Il faut enfin une « cause ». L’islam, aussi radical soit-il, tire la puissance politique de son imaginaire des circonstances. Le basculement dans le djihad armé explose aujourd’hui en Syrie ou en France, mais c’est une « niche écologique » qui sera remplacée par le cours de l’histoire. Comme le note Scott Atran, il cache quelque chose de plus universel : « Il y a de l’urgence, de l’excitation, de l’extase et une exaltation altruiste dans la guerre, un sentiment mystique de solidarité avec quelque chose de plus grand que soi : une tribu, une nation, un mouvement – le Groupe. » Ce « quelque chose » se décline selon un motif identifié : faire les choses en bande, au nom d’une fraternité sans prix. Ce ciment anthropologique dit, en creux, la difficulté de la raison capitaliste à produire, pour tous, du sens et des solidarités transcendantes. Il suggère aussi que l’école ne pourra jamais tout quand on lui en demande déjà probablement trop. Il n’est pas étonnant que dans les pays du Moyen-Orient les terroristes maison soient plus diplômés que la moyenne de la population, et qu’en France ils le soient moins. Ces différences témoignent d’une même attente déçue vis-à-vis de l’école dans des sociétés où l’ampleur de la démocratisation scolaire et celle des opportunités économiques – et donc le profil des réprouvés – diffèrent. Si l’intendance ne suit pas, le désir d’émancipation par l’instruction ne peut qu’être partiellement assouvi. On peut parler à l’envi du « problème des banlieues », du « problème de l’islam », du « problème des prisons » ou du « problème de l’école », mais à prendre ces symptômes pour des causes, le regard restera myope. Ils ne sont que les conséquences délayées des apories du système économique et de sa géopolitique. Le « problème mondial », c’est celui de la répartition des richesses, de l’exploitation sans limite, de l’accumulation infinie, de l’absence de sens moral et du devenir d’une partie de l’humanité qui, en raison de son inutilité fonctionnelle de plus en plus criante, est mise à l’écart ou punie. Voilà peut-être une question plus pertinente que n’importe quelle « conversation culturelle » : jusqu’où supportera-t-on de mettre à l’écart un nombre croissant de personnes de plus en plus combatives et n’ayant plus rien d’autre à perdre que la vie ? Jusqu’où se développera l’extension du domaine de la seconde zone ?

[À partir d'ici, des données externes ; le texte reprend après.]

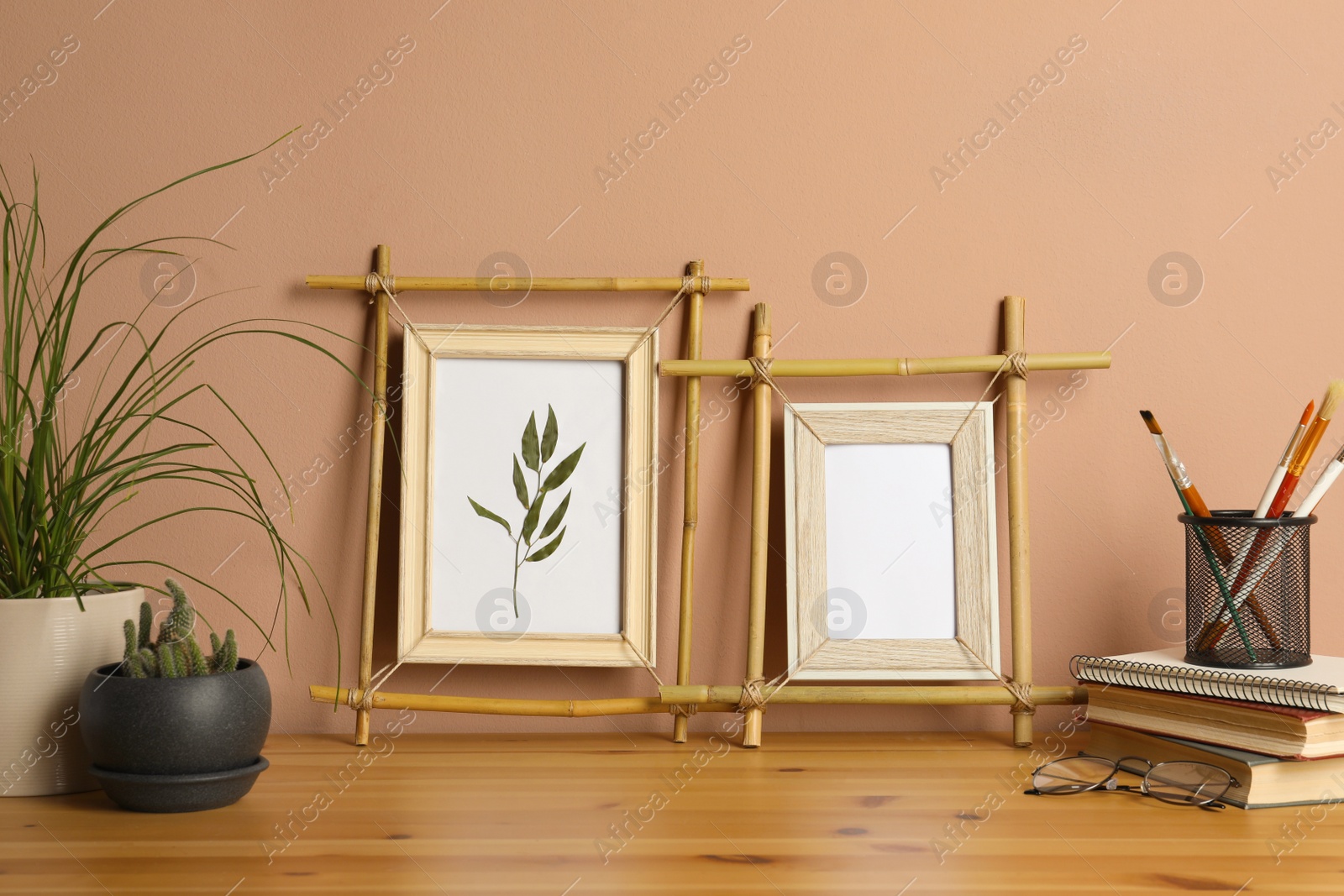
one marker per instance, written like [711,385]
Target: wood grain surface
[810,813]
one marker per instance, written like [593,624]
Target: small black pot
[175,736]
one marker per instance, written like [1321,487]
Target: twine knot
[375,284]
[761,371]
[689,284]
[366,699]
[1021,694]
[752,696]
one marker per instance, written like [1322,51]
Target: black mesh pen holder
[1247,590]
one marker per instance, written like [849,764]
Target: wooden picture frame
[434,371]
[969,647]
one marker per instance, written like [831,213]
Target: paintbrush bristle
[1334,396]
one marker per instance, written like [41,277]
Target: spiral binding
[1213,683]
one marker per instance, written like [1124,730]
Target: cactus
[132,647]
[228,663]
[167,663]
[181,620]
[147,624]
[176,654]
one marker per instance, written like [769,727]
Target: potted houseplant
[94,412]
[171,728]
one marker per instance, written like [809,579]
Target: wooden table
[811,813]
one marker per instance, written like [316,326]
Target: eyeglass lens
[1189,783]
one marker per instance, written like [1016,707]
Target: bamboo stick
[535,284]
[383,265]
[890,694]
[1019,535]
[763,398]
[691,500]
[886,365]
[507,707]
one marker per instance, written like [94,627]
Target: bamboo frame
[763,399]
[636,351]
[967,429]
[381,304]
[690,501]
[727,698]
[1018,524]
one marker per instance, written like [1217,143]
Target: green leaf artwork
[531,546]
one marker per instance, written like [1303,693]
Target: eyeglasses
[1183,783]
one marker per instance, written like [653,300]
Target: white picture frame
[900,477]
[475,396]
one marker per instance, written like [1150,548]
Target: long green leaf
[550,436]
[548,550]
[534,515]
[564,469]
[521,485]
[531,450]
[555,517]
[488,515]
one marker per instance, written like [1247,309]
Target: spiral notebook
[1315,687]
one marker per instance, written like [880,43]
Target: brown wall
[1156,137]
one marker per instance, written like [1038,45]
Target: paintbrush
[1277,479]
[1314,497]
[1301,457]
[1334,394]
[1183,483]
[1189,496]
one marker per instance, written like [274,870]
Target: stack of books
[1281,738]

On en a vu ici une déclinaison française. La comparaison avec les États-Unis n’est pas inutile. À l’heure où la phobie de l’islam a gagné ce pays, la menace islamiste reste surtout indexée à la géopolitique américaine. Elle n’est pas vraiment une production maison. La seconde zone états-unienne n’a tout simplement pas besoin de l’islam ou de la Syrie pour résoudre ses contradictions dans le sang. L’histoire de la ségrégation raciale n’est pas celle de la colonisation. Les inner cities ne sont pas les banlieues. Les homicides, les overdoses, les suicides, les affrontements mortels avec la police et l’incarcération de masse y atteignent des proportions déjà comparables à celles de nombreuses zones de guerre. L’État y fait la chasse à des pauvres qui s’entretuent pour manger leur part du gâteau capitaliste. Voilà comment se règle le problème de l’excédent. Les combats se déploient aux  États-Unis dans une imagerie hollywoodienne qui les rendrait presque folkloriques. Sans l’imaginaire politique flottant de l’islam, ils sont aujourd’hui presque invisibles. Sans label international, point de spectacle. Le radical de la seconde zone tient pourtant, en France comme aux États-Unis, à l’impact du même sous-produit de l’économie capitaliste : le marché de la drogue et ses conséquences, dans les corps et les consciences des plus démunis. Une « cause » étonnamment absente des débats sur ce qui menace notre paix. Probablement parce que, entre producteurs et consommateurs, victimes de nuisances collatérales et bénéficiaires de jouissances sécurisées, une frontière sociale entérine le silence. Théoriser la radicalisation de l’islam revient, d’une certaine façon, à le prolonger en le remplaçant par un bruit actif : l’« islamisation de la banlieue » et l’« antisémitisme musulman ».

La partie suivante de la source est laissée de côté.